Cyber Risks: an Increasing Concern for Private Equity and Venture Capital2 min read


London, UK: On February 1st CyNation, DAC Beachcroft and Willis Towers Watson co-hosted a seminar “Private Equity at the eye of a perfect storm: Why cyber risk and regulation matters” to discuss strategic impacts of proliferating cyber challenges from a rarely discussed PEVC perspective.

The seminar was held against the backdrop of increasing business digitalisation, cyber crime and new data regulation such as the EU GDPR hitting business globally as we speak. With investments across a multitude of industries, the Private Equity and Venture Capital (PEVC) sectors are particularly exposed to this new, harsh reality.

Daniela Menzky, COO at CyNation said: “On one hand, the amount of cyber threats is increasing every day and, in fact, they are becoming far more sophisticated and capable in outsmarting current static defenses and human beings. On the other hand, the regulatory compliance of cyberspace is growing in complexity, and demands on businesses are increasing correspondingly. It is critically important for PE and VC companies to be aware of these new challenges not only to protect themselves, but also to make smarter decisions on every phase of the investment life cycle.”

A key takeaway from the event was the need for PEVC firms and their investment portfolios to identify and quantify their exposures related to cyber security and data protection regulation before embarking on a journey of risk management and crisis control measures – across every phase of the investment life cycle, from fund raising to fund closure.

Seminar attendees confirmed that cyber resilience and compliance with new data protection rules is an increasing concern. On the question “How confident are you in the cyber resilience of your funds?”, 38% of the audience responded being either “not confident” or simply not aware of the state of cyber resilience in their funds (Image 1).

When asked how the importance of cyber security and compliance is ranked in Due Diligence, 83% of voters told us that they consider it “high” or “critical” (Image 2).

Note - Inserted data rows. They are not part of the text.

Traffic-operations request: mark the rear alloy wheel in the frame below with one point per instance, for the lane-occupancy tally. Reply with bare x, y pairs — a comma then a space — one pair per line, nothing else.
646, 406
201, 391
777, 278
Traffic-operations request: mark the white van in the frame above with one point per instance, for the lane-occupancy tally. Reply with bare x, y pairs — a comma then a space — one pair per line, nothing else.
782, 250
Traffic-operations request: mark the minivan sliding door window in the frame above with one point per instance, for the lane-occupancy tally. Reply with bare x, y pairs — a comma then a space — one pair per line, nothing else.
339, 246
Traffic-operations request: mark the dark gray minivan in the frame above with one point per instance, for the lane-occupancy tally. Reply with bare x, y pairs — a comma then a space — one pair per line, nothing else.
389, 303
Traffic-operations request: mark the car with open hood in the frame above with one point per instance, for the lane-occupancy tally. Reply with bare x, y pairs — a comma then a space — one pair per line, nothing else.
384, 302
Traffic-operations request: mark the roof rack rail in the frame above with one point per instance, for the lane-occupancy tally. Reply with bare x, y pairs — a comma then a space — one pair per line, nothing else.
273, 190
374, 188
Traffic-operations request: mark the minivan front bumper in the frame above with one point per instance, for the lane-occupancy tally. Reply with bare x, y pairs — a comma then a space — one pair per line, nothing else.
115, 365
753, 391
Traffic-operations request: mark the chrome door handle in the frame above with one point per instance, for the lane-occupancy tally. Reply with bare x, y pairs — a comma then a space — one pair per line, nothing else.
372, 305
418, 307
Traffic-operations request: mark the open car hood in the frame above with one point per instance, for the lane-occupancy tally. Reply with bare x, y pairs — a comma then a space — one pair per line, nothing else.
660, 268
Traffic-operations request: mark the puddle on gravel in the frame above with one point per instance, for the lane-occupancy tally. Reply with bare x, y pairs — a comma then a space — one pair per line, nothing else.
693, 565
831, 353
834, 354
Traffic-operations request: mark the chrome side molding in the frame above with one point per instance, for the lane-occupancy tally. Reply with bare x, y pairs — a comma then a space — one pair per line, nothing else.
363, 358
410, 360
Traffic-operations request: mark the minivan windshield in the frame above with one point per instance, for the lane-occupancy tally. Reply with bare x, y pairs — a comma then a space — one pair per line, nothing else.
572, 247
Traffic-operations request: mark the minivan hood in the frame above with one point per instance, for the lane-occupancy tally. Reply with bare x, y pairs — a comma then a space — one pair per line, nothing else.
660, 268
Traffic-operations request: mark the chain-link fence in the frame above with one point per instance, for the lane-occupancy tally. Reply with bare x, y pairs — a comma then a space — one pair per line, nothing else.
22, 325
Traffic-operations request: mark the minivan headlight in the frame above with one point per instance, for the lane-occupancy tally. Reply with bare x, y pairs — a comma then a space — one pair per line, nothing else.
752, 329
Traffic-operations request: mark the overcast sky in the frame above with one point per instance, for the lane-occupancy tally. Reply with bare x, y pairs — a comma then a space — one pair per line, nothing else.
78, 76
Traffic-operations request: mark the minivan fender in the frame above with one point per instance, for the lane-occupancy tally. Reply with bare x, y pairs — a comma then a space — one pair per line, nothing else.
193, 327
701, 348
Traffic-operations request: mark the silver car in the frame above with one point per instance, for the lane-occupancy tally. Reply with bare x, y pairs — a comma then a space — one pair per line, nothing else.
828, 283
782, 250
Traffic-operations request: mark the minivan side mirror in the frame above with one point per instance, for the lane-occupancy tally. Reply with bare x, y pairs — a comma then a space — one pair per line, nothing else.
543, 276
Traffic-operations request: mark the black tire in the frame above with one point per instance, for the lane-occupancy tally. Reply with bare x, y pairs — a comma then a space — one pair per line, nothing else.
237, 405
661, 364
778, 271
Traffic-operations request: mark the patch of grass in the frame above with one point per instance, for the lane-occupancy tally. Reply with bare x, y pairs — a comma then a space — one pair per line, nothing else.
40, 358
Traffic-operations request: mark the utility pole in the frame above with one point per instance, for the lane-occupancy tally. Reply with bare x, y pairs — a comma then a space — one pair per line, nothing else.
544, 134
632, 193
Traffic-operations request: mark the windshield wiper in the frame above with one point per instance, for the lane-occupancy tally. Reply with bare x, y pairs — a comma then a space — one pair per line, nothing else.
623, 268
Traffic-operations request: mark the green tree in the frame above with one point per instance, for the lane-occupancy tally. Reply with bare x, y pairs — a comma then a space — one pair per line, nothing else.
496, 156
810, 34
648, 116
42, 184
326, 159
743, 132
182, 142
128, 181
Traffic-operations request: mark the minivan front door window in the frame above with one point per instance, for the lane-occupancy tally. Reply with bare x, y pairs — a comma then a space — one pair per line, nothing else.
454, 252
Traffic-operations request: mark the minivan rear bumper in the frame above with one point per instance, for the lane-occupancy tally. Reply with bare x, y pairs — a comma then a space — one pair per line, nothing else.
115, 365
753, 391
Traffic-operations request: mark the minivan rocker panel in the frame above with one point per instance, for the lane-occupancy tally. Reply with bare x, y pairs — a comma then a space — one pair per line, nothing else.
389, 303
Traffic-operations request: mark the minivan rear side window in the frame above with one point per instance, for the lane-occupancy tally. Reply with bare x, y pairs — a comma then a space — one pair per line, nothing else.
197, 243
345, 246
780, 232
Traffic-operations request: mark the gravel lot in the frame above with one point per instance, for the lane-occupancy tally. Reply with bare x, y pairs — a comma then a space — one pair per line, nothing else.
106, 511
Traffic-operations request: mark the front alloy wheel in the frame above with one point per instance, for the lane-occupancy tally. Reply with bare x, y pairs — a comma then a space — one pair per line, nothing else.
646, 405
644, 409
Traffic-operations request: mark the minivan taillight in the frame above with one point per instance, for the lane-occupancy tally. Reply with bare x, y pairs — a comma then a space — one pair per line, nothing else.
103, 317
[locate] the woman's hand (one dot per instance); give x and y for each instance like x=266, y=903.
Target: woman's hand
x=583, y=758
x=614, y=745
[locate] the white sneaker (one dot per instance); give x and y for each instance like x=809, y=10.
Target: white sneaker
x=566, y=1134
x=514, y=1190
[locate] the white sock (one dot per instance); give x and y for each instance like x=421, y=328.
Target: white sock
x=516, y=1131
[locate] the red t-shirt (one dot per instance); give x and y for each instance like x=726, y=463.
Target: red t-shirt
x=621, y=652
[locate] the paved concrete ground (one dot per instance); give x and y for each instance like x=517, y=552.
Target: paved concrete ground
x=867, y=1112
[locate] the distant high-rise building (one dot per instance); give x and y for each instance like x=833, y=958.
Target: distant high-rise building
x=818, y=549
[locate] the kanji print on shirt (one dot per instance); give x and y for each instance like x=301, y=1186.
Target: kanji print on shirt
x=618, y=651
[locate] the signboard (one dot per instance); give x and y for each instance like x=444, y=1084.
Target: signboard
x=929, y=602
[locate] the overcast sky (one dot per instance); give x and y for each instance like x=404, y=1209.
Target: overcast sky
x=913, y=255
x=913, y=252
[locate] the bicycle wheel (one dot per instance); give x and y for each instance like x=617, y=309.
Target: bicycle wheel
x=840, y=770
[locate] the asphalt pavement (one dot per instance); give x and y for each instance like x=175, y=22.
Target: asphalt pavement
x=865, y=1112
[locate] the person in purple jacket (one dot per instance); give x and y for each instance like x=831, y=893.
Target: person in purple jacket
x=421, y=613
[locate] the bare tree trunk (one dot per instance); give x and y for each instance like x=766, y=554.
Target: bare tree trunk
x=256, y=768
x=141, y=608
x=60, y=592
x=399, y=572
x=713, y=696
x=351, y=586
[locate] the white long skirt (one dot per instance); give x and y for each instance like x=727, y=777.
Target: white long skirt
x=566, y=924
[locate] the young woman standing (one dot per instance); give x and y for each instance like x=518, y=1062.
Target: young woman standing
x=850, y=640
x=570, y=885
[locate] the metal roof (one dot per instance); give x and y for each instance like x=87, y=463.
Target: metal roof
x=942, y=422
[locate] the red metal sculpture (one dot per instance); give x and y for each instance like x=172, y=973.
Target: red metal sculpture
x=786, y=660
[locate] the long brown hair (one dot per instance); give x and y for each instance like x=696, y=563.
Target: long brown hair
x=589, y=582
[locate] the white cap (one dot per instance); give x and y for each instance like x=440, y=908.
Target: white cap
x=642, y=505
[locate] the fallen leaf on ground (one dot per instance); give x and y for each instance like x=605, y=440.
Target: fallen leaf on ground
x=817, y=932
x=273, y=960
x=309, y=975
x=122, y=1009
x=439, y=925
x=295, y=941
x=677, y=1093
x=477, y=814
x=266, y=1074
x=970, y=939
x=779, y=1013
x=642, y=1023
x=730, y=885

These opinions further underline the importance of knowing what a firm is up against in terms of cyber risk exposures, and then pinpointing which data or processes are top priority to protect. Especially as cyber breaches – whether in the shape of theft, loss or outright DoS attacks – are nowadays a question of “when”, not “if” for most companies.

Ultimately, the discussion made it clear: data is not only the new oil of our era; if not managed with due care and urgency, it can easily morph into the substance causing fatal outcomes for business reputation and goodwill.